リーフバインドはバトルゴブリンの振り上げた武器を絡め取る。


「・・・・・・ガッ!?」


ゴブリンの驚愕に満ちた声を聞いたエレアは自慢げに叫んだ。


「ッさすが!よくできた弟だ!作戦通り!!」


「作戦ってなに!?そんなのあった!!?」


エレアはリーフバインドで武器を絡め取られてうろたえているバトルゴブリンの顔面に容赦なくパンチを放った。

ばんっ!!という顔を殴っただけではでないような音が炸裂した。まぁ確かにその通りだろう。エレアはバトルゴブリンの顔面を殴ったはずなのに顔はおろか上半身は消し飛んだのだから。
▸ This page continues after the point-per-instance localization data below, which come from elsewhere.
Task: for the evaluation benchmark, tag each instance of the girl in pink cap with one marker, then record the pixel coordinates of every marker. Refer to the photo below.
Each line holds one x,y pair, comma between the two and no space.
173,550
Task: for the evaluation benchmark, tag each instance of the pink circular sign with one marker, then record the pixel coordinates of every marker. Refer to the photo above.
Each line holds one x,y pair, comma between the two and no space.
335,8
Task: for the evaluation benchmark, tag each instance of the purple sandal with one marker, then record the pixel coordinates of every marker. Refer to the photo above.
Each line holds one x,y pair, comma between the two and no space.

エレアはゴブリンの血糊で汚れた拳を払いタニアに言った。


「んじゃ、終わったことですし帰りますよ?今日は終わりです!」


「もう、何がなんだか・・・・・・。まぁ、次来る時はもう一人くらい連れて行く。いいな、エレアねいさん。」


「そうですね~、オサムに新技も褒めて貰いたいですし・・・・・・」


「あれ技だったの!?ただ殴っただけだろ、ねいさん!?」


多分、オサムにいさんも呆れるだろうな~と思い頭を抱える我らの弟であった・・・・・・。